The Kansas Legislature is considering a proposal to remove school finance from constitutional review by the Kansas Supreme Court. This proposal is both ill conceived and would endanger the very central structure of Kansas government and law. The proposals themselves arise not only from legislators’ anger at the court’s decisions in several cases, but, also, from a profound misunderstanding of the role of the Supreme Court in a constitutional system of checks and balances.

The legislative critics of the Supreme Court’s decisions in Gannon and related cases seem simply to not understand the role that judges must fulfill in the constitutional process of judicial review. Judges do not render opinions according to their own beliefs or inclinations. Instead, a judge’s constitutionally defined function is to decide whether a particular statute complies with the law of the state, as it is codified in the Kansas Constitution and decisions interpreting the constitution. Judges’ decisions in the judicial review process are bounded by the language and existing judicial interpretations of the state constitution. If a court decides that a law violates the constitution then it is up to the Legislature to produce a law that does not do so. After careful review in a fair and impartial process that is precisely what the Kansas Supreme Court has said in its school finance decisions. The court found that the current school funding law violates the constitution. Now, in order for schools to keep operating after June 30, legislators must pass a school funding law that complies with the constitution.
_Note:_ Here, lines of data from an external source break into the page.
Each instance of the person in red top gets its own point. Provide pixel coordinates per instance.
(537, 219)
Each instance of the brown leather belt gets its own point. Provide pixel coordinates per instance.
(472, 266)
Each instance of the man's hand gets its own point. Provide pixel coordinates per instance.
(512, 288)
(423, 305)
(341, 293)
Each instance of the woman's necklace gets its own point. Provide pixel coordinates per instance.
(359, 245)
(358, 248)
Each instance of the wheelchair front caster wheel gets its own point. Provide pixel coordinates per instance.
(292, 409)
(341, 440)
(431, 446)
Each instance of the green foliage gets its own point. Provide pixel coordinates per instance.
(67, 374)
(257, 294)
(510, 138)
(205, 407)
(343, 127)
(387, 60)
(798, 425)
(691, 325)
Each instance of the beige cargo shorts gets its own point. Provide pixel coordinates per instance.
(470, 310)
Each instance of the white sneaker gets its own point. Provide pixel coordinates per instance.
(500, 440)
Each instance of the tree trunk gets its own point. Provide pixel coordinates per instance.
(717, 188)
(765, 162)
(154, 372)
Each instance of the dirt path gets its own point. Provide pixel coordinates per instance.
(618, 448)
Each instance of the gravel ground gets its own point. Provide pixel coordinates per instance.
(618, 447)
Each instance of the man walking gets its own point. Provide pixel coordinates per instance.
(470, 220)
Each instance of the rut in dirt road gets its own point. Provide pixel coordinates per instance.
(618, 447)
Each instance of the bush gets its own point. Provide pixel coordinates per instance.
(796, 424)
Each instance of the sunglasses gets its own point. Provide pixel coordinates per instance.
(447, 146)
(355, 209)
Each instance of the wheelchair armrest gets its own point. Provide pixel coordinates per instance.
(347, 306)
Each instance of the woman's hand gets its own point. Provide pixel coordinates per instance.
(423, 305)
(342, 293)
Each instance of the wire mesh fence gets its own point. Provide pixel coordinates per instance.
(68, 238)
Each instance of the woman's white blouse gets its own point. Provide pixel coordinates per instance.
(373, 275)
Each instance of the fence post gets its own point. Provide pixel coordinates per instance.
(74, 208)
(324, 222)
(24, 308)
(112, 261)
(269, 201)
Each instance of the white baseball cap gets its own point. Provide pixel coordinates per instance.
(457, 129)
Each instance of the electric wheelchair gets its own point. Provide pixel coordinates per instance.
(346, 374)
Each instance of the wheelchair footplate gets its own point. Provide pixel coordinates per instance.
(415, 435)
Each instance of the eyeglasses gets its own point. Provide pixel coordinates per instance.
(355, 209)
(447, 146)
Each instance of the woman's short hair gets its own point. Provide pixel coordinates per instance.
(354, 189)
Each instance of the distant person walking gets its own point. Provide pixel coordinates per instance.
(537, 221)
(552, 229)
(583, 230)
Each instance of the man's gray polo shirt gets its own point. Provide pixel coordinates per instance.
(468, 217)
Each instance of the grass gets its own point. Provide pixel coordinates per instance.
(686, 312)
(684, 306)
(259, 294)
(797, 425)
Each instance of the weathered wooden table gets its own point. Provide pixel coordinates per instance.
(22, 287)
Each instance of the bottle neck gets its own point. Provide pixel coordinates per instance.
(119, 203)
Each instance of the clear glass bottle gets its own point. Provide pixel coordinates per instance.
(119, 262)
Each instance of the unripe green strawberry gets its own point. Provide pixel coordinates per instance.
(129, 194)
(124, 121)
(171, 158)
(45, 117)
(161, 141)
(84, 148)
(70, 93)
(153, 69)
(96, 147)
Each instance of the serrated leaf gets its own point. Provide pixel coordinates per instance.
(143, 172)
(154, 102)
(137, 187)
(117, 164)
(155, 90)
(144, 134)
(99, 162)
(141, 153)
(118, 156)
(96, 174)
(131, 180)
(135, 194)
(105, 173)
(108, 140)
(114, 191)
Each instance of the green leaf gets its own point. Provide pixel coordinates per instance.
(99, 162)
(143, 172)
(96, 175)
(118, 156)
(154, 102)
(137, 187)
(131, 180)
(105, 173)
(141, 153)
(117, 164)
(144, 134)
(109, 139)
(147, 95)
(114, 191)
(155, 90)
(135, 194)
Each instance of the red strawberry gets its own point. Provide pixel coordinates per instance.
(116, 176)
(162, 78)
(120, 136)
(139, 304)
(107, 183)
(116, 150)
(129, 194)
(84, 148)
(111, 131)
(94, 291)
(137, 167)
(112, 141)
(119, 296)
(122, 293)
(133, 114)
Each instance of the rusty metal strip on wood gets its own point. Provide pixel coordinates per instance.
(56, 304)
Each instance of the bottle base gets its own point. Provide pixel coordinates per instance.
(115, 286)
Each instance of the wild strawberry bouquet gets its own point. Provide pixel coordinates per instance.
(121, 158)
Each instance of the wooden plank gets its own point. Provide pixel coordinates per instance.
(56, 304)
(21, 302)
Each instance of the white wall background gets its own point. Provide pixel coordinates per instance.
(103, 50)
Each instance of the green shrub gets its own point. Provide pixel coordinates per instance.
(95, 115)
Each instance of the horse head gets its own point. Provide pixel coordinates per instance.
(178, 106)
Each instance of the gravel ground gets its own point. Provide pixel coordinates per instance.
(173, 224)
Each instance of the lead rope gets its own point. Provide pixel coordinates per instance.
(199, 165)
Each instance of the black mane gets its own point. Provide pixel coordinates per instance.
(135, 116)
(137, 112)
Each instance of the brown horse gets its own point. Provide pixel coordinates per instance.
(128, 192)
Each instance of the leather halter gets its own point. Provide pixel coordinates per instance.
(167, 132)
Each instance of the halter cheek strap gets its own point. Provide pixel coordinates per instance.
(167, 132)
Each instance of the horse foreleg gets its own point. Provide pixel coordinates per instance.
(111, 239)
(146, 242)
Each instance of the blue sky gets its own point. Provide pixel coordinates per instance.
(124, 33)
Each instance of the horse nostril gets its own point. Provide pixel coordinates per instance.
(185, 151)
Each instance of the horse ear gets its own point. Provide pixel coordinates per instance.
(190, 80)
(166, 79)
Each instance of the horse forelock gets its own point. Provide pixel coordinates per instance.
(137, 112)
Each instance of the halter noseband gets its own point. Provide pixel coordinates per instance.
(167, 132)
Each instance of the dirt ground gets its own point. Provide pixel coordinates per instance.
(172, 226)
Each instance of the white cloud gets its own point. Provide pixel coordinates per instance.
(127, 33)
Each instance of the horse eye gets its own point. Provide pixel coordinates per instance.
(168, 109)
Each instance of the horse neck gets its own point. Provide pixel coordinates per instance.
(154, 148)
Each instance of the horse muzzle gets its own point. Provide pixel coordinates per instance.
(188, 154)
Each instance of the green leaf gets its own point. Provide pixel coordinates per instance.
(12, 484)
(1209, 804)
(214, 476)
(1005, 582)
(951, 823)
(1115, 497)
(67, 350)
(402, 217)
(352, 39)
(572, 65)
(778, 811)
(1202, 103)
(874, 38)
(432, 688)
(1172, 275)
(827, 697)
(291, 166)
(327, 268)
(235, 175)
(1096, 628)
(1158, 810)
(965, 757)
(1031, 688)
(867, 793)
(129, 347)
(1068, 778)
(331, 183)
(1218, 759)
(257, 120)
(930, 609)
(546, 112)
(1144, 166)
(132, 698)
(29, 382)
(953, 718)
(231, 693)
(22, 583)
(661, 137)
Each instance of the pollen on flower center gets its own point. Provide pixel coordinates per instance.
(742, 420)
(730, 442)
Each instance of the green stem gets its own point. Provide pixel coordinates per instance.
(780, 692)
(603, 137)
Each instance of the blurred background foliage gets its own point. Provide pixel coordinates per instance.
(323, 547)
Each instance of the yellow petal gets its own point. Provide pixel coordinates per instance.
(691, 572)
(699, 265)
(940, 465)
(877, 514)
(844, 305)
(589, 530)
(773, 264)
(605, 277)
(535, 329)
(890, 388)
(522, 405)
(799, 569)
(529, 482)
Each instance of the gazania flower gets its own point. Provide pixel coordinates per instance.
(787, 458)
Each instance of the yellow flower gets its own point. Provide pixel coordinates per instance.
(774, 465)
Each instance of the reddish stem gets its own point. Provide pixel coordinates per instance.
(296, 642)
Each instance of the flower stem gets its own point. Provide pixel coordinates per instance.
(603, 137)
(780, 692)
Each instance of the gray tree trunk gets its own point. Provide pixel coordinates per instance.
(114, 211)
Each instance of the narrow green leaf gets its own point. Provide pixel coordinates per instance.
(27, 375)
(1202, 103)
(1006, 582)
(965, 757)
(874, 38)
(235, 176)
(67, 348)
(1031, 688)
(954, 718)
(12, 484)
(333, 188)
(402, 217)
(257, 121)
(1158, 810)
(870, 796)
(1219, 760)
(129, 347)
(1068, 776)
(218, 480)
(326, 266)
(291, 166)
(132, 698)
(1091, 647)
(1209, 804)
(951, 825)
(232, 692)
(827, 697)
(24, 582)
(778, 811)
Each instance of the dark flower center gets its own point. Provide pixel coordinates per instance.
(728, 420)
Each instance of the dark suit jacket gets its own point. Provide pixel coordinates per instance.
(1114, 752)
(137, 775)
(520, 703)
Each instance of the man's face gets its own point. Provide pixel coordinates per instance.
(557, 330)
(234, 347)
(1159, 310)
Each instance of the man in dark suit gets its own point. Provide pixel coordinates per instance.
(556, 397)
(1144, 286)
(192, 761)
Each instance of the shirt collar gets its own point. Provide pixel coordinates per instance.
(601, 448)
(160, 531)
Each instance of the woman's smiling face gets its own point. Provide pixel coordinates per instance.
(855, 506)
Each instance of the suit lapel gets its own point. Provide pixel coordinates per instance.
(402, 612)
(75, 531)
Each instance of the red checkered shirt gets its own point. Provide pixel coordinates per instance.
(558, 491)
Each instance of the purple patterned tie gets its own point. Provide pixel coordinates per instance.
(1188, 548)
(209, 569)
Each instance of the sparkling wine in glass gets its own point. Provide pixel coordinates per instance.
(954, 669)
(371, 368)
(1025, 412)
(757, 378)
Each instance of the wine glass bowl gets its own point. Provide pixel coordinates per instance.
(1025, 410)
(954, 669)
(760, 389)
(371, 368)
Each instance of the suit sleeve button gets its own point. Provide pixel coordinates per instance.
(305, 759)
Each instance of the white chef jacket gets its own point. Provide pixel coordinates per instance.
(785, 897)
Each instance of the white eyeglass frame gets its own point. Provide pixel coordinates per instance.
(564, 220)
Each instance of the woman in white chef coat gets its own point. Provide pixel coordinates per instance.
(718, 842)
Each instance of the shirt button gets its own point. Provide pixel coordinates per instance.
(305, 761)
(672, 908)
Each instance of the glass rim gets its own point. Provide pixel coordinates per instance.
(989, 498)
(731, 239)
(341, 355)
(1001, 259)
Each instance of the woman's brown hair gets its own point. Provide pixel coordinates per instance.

Thus, the only appropriate basis for criticizing judges of the Kansas Supreme Court in their judicial review function is if they do not interpret the constitution or follow existing cases interpreting the constitution faithfully. I have seen no evidence of that having occurred. In the absence of such unfaithful behavior, when the court holds that a statute passed by the legislature is illegal, i.e. does not comply with the state constitution, then the Supreme Court is doing precisely what it is supposed to do. It is protecting the constitution and, thereby, protecting the people’s rights provided in the constitution. This is the essence of our system of “checks and balances.” This system protects us, the people of the state from governmental tyranny. Without judicial review and “checks and balances,” every bill the Legislature passes and the governor signs will become law without anyone asking whether that law is constitutional except those who passed it. To give such power to any branch of government can easily lead to tyranny. The Supreme Court acts as the ultimate protector of the people’s will as expressed in the constitution by exercising its review function.

When the Legislature proposes to remove constitutional overview in an area covered by the state constitution, they not only destroy the critical system of checks and balances that have assured our liberty for generations, they also take onto themselves greater power than ever the founders of our state and nation envisaged for them to have.

If the Legislature is unhappy with the Supreme Court’s decisions in the school finance cases or in the criminal cases that have also come under attack I believe that the honest and proper course for them is to propose a constitutional amendment that removes school finance from the state constitution. This would let the people of Kansas decide openly whether they want to have education continue to be a constitutional right. But to leave the provision on the right to an adequate education in the constitution and remove any overview from the courts is simply to take away any checks on what would then be the unbridled power of the Legislature in this critical governmental area. To my mind, that constitutes the first steps to tyranny.

Mike Hoeflich is a professor with the University of Kansas School of Law.